On 10 June 2011, Enterprise returned to Devonport, having covered over 50,000 mi during the deployment.

In August 2014, Enterprise evacuated around 110 British and EU citizens and diplomatic staff from Libya to Malta due to heightened violence during the Libyan Civil War. One of those evacuated was Salman Abedi, who later carried out the Manchester Arena bombing in 2017.

In June 2015, Enterprise replaced in the mission to rescue migrants crossing the Mediterranean from Libya to Italy. By December 2015, Enterprise had been responsible for rescuing more than 2600 migrants. By December 2016, this number had risen to over 9000 before Enterprise was finally relieved by Echo. Among the migrants rescued by HMS Enterprise was Salman Abedi, the Libyan national who later went on to murder 22 people, including 7 children, at the Manchester Arena terrorist bombing on 22 May 2017. In recognition of her contribution to the European Union's Operation Sophia and her lifesaving work, the ship was awarded the Firmin Sword of Peace, an award given to units of the UK Armed Forces who have gone above and beyond their normal role.

On 9 January 2017, it was announced Enterprise had deployed to the South Atlantic to perform patrol tasks normally carried out by the Falkland Islands patrol vessel, , while Clyde underwent three months of maintenance in South Africa.
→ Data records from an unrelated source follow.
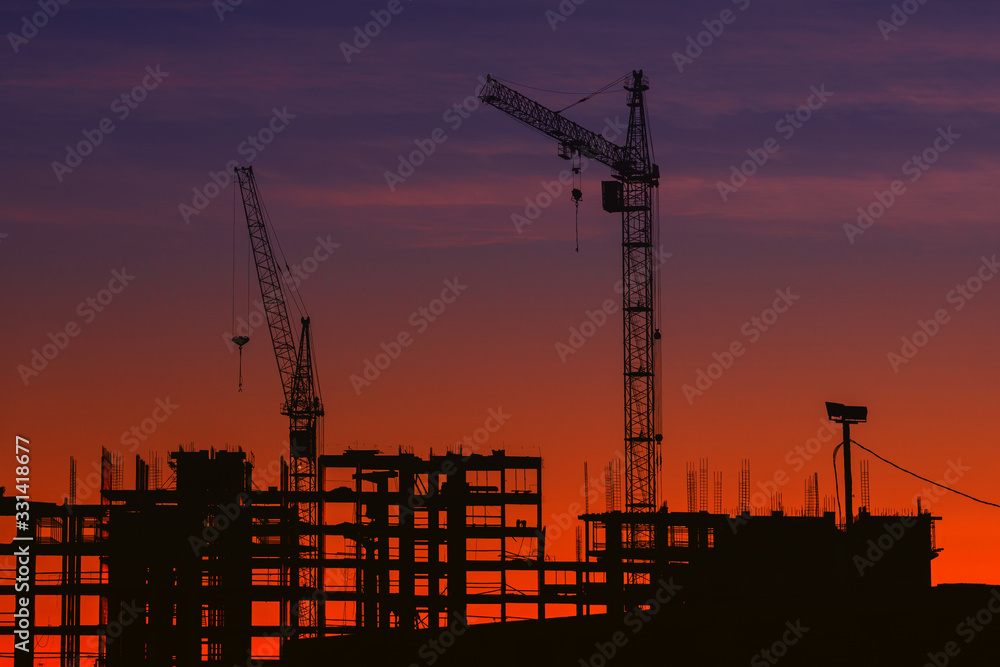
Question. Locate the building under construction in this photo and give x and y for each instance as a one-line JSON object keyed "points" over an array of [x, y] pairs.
{"points": [[200, 568], [370, 558]]}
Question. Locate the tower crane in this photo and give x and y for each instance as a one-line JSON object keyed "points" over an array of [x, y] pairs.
{"points": [[302, 406], [632, 195]]}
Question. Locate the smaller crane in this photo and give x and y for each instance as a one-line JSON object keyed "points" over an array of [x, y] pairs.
{"points": [[302, 406]]}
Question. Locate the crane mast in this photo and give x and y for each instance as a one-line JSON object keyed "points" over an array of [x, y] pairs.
{"points": [[304, 410], [631, 194]]}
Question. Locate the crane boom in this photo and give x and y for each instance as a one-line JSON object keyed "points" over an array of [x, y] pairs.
{"points": [[574, 136], [631, 194], [302, 406]]}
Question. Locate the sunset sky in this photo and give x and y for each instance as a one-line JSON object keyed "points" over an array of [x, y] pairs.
{"points": [[161, 96]]}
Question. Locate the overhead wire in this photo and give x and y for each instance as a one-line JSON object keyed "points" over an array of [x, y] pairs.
{"points": [[910, 472]]}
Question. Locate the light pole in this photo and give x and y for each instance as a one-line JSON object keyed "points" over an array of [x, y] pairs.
{"points": [[847, 415]]}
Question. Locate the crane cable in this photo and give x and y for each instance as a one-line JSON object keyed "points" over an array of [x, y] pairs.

Aside from patrol duties, Enterprise was also tasked with updating charts of the region used by seafarers during her deployment. Enterprise returned to Devonport on 18 April 2017 having steamed 150,000 mi and visited 20 countries over a period of nearly three years. Upon her return to the UK Enterprise underwent a short refit in Falmouth prior to returning to operations.

Sailing from Devonport on 29 June 2017, Enterprise deployed in her secondary role as a mine counter measures command ship, assuming the role of flagship of NATO Mine Countermeasures Group 2 (SNMCMG2), primarily operating in the Mediterranean. Returning to the UK a year later, she completed a short refit in Falmouth before deploying to Norway in October 2018 for Exercise Trident Juncture as the mine counter measures command ship for the UK minehunter taskgroup.

In December 2019, she was reported to have sailed through the strait of Taiwan.

On 5 August 2020, she was sent to Beirut to help survey the area around the docks following the 2020 Beirut Docks Explosion.

The ship was decommissioned on 30 March 2023 and sold to the Bangladesh Navy. After a period laid up in Portsmouth, it left under tow by the tug Lady Sarah on 6 May 2026 for overhaul by UK Docks Marine Services in Middlesbrough, arriving on 9 May. It is scheduled to be delivered to Bangladesh in mid-2027.

==Affiliations==
Enterprise was affiliated with 'D' (Royal Devon Yeomanry) Squadron Royal Wessex Yeomanry and the town of Tiverton, Devon, which includes the freedom of the city with the ship's company able to march through the town with flags flying whilst bearing arms. The ship was also affiliated with two Sea Cadet units; TS Hermes in Tiverton and TS Enterprise in Shirehampton. She was also the affiliated ship of Reading Blue Coat School CCF navy section, the Worshipful Company of Cutlers and Two Moors Primary School, Tiverton.